第7話 世間は狭い

笑いすぎた親友は涙をぬぐいながら聞いてきた。

「で、どうするの?


慎重なあんたがアプリまで使って

出会った相手なんでしょ?


結婚は勢いよ」


「……だよね。にしても笑いすぎでしょ」

まだまだ爆笑したいようで口がふよふよしている。

「アハハ。だってそんなに深刻になってたのか

と思うと笑えてきて。

焦るのもわかるけど相談してくれたら、独身男子一緒に探したよ」


「だって淋しいんだもん……フラれたし」


「同級生でも独身ってもう思いつかないくらいだし。

まさか危険いっぱいのアプリで探す

なんて面白くって」


「おい、失礼だぞ。

いつまでも腹抱えてるなんて」


「淋しいのもわかるし、不安なものわかるけどまずは周りに相談しなさい。真剣に出会い求めている人だけではないのよ。

多恵の性格的に結婚相談所に行くのかなって思ってたよ。


超モテないわけでもないのに」


高校から多恵は告白を何度かされていた。

まっったくモテないわけではないのだ。


「水巻、結婚に定番の雑誌買ってやるからな。

プロポーズ早くしろ」

フォローのつもりだろうが、

親友の旦那さんだって半笑いである。


「ああ。……お前だってずっと

笑いこらえてるだろうが。

モテた男は余裕があっていいよな」

「やっぱりこの人、学生の時からモテたのね」

「いまでも……ですか」

「そう。この人ったらいろいろな人に社交辞令いうものだから女の人からにらまれることが多いのよ。迷惑極まりないわ」

親友の旦那様は確かに長身でかっこいいと思う。
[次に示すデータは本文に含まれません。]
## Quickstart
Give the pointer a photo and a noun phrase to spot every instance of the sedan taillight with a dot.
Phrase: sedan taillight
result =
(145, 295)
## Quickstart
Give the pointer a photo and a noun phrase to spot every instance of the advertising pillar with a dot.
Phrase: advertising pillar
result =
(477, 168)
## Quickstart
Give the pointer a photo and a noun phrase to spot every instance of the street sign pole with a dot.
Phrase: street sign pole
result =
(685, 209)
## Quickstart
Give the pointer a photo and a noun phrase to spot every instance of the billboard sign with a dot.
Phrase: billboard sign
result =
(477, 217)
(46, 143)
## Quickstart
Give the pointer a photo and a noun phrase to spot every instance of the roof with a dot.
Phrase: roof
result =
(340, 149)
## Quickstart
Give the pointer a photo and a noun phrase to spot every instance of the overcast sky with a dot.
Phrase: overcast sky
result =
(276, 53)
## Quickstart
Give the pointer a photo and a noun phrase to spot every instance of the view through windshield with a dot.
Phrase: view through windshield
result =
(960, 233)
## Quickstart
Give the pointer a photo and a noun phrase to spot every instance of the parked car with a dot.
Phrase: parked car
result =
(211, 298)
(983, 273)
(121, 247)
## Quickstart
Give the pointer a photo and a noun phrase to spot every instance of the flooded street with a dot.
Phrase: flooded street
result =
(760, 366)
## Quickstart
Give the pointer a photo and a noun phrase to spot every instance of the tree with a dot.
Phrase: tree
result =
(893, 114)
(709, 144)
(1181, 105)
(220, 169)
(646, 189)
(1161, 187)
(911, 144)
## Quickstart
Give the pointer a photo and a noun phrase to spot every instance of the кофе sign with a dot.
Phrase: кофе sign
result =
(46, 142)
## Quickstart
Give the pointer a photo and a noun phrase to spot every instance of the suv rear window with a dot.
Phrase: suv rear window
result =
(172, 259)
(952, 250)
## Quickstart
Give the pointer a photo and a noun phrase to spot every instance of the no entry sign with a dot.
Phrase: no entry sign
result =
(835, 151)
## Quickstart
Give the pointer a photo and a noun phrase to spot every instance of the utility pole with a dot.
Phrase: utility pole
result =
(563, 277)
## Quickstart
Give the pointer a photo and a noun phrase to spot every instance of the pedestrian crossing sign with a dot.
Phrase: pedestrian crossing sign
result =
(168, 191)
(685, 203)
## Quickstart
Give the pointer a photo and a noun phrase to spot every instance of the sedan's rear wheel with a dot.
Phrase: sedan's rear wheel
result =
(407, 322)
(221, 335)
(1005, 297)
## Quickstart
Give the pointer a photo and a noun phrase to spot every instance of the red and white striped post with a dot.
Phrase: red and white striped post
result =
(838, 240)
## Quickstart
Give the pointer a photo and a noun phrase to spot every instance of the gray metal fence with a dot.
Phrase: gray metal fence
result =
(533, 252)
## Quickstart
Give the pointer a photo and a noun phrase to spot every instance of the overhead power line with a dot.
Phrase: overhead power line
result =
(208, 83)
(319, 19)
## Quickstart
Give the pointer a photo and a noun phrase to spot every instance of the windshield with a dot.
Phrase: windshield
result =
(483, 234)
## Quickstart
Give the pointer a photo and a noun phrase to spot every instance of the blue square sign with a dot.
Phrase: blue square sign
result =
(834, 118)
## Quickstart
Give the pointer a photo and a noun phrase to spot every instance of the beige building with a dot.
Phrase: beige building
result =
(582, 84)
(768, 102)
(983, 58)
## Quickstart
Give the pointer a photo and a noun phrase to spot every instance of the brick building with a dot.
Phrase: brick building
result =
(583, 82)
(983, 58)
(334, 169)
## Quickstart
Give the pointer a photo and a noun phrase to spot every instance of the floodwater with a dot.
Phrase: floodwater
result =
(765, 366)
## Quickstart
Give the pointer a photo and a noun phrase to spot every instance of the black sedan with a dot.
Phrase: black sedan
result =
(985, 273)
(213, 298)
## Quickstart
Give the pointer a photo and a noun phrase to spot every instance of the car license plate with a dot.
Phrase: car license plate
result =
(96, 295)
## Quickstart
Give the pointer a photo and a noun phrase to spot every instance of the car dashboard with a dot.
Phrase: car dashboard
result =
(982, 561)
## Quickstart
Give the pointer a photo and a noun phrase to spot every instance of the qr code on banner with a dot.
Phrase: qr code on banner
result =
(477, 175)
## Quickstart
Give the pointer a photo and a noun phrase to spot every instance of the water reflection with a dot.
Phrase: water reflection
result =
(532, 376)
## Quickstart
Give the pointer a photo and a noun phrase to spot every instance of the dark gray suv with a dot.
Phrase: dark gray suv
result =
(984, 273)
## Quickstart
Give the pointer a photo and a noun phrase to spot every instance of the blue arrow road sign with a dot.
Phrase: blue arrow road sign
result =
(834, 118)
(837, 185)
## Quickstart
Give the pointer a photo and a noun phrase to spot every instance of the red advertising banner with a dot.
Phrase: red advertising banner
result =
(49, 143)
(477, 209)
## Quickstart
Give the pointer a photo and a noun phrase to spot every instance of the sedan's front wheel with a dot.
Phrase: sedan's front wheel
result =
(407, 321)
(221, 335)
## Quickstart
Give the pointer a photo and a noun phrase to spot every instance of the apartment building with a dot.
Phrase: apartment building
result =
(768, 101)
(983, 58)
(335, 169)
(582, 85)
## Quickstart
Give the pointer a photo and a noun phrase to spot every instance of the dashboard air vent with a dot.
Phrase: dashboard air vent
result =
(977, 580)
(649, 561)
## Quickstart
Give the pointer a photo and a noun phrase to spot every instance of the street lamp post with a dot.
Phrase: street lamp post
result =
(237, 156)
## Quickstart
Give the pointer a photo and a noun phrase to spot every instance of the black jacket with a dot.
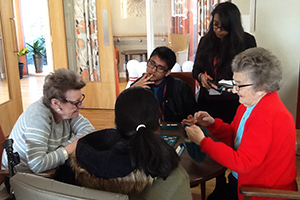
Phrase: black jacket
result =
(179, 100)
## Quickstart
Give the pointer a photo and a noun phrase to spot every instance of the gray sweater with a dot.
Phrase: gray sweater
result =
(37, 138)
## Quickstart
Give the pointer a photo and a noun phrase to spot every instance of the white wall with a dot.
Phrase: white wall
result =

嫉妬も多かろう。

しかしはんなりと笑顔で言えるのを見る限り、うまくライバルをいなしているようだ。

笑いのツボが浅いという共通点はもともとなのか似てきているのかは謎である。


似たもの夫婦でうらやましい限りだ。


「そうですね。

なんやかんや多恵さんってモテそうなので


他の男に取られる前に入籍したいところですね」


水巻さんは平然と言うが、彼は気づいているのだろうか?


その言葉は婚約したものが言うセリフであることに。


付き合う云々でもたついているカップルの話ではない気が


するのは気のせいではないだろう。


「よっと。さて、

私らは赤子を迎える準備があるので

これで失礼しますね」


親友夫婦はあっさりと帰ってしまった。


「この後も

少しも付き合ってもらえますか?」

「ええ」


「ディナー行きましょう」


「え? そんな高級な場所へは……」

「大丈夫ですよ。

そんなに格式ばったところへは行きません。

フランクに行ける行きつけのお店があるんです」


それならば一安心。

赤くなりっぱなしの頬を隠しながら承諾した。